立花隆『ぼくはこんな本を読んできた』

ぼくはこんな本を読んできた―立花式読書論、読書術、書斎論

ぼくはこんな本を読んできた―立花式読書論、読書術、書斎論

空間節約のために処分予定の本。ハードカバーでは、場所を取るので、次読むときは借りるか、文庫で。改めて読みなおすと結構面白い。全部が全部面白いわけではないが、「体験的独学の方法」や「ぼくはこんな本を読んできた」の章がいい。

そういう最先端の研究者に話を聞きにいく前というのは、準備が大変なんです。だいたいどんなジャンルでも、専門家というのは、インタヴュアーがする質問によって、その問題に関してその人がどれだけの基礎知識を持っているのかということをすぐに見抜きます。それでその質問があまりにも浅い、表層的なものだと、専門家というのはものすごくいい加減な答えしかしてくれません。これはもう、呆れるほどいい加減な答えしかしないものです。どの専門家も忙しいですから、愚劣な質問につきあっている暇はないわけです。

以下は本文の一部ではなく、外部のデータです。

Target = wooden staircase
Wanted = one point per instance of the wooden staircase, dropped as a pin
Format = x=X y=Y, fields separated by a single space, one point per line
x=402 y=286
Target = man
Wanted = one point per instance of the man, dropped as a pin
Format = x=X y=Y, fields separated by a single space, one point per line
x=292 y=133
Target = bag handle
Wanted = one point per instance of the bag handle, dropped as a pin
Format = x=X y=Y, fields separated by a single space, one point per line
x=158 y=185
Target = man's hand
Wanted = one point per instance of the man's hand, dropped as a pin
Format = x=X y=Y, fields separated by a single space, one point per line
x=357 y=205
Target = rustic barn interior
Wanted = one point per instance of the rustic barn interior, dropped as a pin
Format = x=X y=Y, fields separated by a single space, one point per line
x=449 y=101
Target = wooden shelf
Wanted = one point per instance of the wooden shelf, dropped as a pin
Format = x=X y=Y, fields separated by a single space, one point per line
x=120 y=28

この人はこの程度の答えで満足するだろうという見きわめをつけたら、それ以上のことは時間の節約のために全部省略してしまうわけです。専門的なことを素人にいくら説明してもわかってもらえるはずがないから、余計な説明は時間の無駄と思うわけです。
ところが質問の仕方をちょっと変えて、こちらがある程度ちゃんとした予備知識をもってインタビューしているんだということが相手にわかるようにすると、答えのレベルがさっと変わります。それでもまだ軽い答えしか返してこないようなら、その答えに対して、問題をさらに深めるような質問をすると、相手もああ、これはあまりいい加減な答えをしてちゃだめなんだということがわかって、そこから答え方がまったく違ってくるわけです。
p.13

この部分を読むと、福島県立大野病院事件第三回公判(2)の記事で、医師たちがいい加減な証言を取り調べの段階でしている理由が分かるのではないだろうか。話の通じない人に、懇切丁寧に説明しても疲れるだけなのでは? まともな証言を引き出せなかった警察・検察の対話能力のなさ、専門的知識のなさが指弾されるべきではないだろうか。不毛な尋問から早く解放されたいだろうし。
少なくとも、警察・検察に医療事故を捜査する能力が欠けていると言うことははっきりしているとおもう。

次に、ぜひとも欠かせないのは、その学問の歴史、学説史、思想史である。1つの学問の世界に入っていくとき、まず何より必要なのは、その世界全体のパースペクティブを手早く頭の中に入れてしまうことである。
その学問が何をどう問題にしているか。その問題への切込み方――方法論はどうしているか。その学問によって、何がわかっており、何がわかっていないのか。

ここは大事だな。この本を買ったときにはよくわかっていなかったが。